Because the U.N. Charter requires nine affirmative votes from among the Security Council’s 15 members (assuming no vetoes) to pass a resolution, Jordan’s proposal failed—by one vote. There were eight in favor, two against, and five abstentions. Nonetheless, a pro-Palestinian, U.N. Charter-compliant majority may soon exist.
And absent more-effective U.S. diplomacy, the Obama administration could soon face making a choice that it would dearly like to avoid: whether to veto a biased, anti-Israel resolution. The Palestinian Authority has already significantly upped the ante by moving, later on Wednesday, to join the treaty creating the International Criminal Court.
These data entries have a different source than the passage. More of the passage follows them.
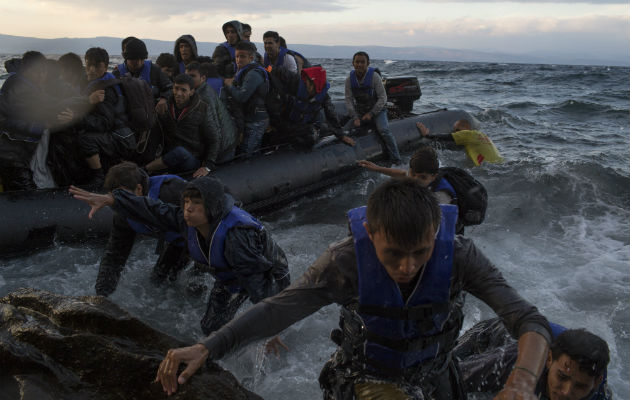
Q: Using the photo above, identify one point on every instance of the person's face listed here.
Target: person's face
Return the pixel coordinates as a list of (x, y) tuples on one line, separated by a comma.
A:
[(197, 77), (360, 64), (182, 93), (185, 51), (402, 264), (195, 212), (134, 65), (424, 178), (243, 58), (271, 46), (231, 36), (565, 381), (95, 70)]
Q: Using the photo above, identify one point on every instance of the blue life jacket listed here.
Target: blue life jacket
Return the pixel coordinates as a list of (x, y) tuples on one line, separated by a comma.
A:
[(305, 110), (155, 184), (444, 185), (145, 72), (219, 266), (216, 84), (400, 334), (282, 52), (107, 76)]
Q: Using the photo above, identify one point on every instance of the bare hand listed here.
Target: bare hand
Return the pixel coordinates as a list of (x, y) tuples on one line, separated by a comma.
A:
[(97, 96), (200, 172), (193, 357), (348, 140), (274, 345), (161, 107), (66, 116), (424, 131), (94, 200)]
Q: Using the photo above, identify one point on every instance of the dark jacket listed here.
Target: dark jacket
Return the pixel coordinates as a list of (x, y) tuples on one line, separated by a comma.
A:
[(160, 83), (221, 56), (260, 264), (191, 129), (121, 240)]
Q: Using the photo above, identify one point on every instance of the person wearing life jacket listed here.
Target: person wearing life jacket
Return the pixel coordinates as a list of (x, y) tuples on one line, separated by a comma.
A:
[(190, 138), (185, 52), (220, 120), (234, 246), (300, 60), (401, 280), (246, 93), (305, 111), (478, 146), (365, 103), (167, 188), (276, 56), (224, 55), (136, 64), (575, 368)]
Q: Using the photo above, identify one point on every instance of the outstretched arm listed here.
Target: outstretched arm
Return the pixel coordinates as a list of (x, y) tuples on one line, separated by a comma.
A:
[(393, 172)]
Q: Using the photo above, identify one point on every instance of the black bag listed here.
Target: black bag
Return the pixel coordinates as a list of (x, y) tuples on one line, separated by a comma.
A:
[(472, 197)]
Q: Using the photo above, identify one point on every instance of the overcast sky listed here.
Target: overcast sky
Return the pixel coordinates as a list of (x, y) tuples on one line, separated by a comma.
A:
[(597, 28)]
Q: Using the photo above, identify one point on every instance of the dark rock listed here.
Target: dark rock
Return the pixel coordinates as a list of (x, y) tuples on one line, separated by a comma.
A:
[(61, 347)]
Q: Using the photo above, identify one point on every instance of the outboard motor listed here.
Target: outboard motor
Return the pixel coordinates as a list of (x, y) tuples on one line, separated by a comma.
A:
[(402, 91)]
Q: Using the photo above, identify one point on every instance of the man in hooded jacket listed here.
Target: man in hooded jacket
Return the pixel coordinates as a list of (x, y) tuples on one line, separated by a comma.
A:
[(236, 248)]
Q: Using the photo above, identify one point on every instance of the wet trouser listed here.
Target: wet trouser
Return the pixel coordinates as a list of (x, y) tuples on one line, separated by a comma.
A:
[(179, 159), (382, 127), (222, 305)]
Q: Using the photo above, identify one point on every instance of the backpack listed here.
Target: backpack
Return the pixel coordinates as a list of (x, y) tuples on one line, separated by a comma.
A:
[(472, 197), (139, 103)]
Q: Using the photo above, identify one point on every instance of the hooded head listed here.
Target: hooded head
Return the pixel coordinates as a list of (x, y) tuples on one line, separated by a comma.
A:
[(238, 27), (191, 42), (217, 202), (317, 75)]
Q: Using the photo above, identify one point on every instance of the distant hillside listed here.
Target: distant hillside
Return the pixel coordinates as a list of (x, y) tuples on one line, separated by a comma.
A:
[(18, 45)]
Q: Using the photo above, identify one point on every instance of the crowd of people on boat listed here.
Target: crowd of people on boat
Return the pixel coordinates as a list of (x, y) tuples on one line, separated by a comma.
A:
[(400, 276)]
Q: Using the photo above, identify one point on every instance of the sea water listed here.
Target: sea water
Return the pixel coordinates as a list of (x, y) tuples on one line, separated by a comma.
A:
[(557, 226)]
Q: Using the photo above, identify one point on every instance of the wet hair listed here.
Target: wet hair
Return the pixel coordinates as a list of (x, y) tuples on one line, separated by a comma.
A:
[(361, 53), (127, 175), (588, 350), (246, 46), (31, 59), (272, 34), (166, 60), (126, 40), (404, 211), (184, 79), (424, 161), (97, 55)]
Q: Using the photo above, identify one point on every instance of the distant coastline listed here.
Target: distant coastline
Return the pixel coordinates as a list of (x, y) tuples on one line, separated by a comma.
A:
[(19, 44)]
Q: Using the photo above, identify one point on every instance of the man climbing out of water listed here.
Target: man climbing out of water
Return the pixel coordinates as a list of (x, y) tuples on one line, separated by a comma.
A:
[(185, 52), (246, 94), (575, 368), (167, 188), (137, 65), (401, 281), (238, 250), (224, 55), (302, 108), (478, 146), (365, 103), (187, 128), (276, 56), (218, 114)]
A firmer U.S. strategy might have prevented the dilemma from arising. The White House’s opening diplomatic error was in sending strong signals to the media and U.S. allies that Mr. Obama, wary of offending Arab countries, was reluctant to veto any resolution favoring a Palestinian State. Secretary of State John Kerry took pains not to offer a view of the resolution before it was taken up. Such equivocation was a mistake because even this administration asserts that a permanent resolution of the Israeli-Arab conflict requires direct negotiations and agreements among the parties themselves.
No draft resolution contrary to these precepts should be acceptable to the U.S or worth wasting time on in the diplomatic pursuit of a more moderate version. This American view, advocated for years and backed by resolute threats to veto anything that contradicted it, has previously dissuaded the Palestinians from blue-smoke-and-mirror projects in the Security Council.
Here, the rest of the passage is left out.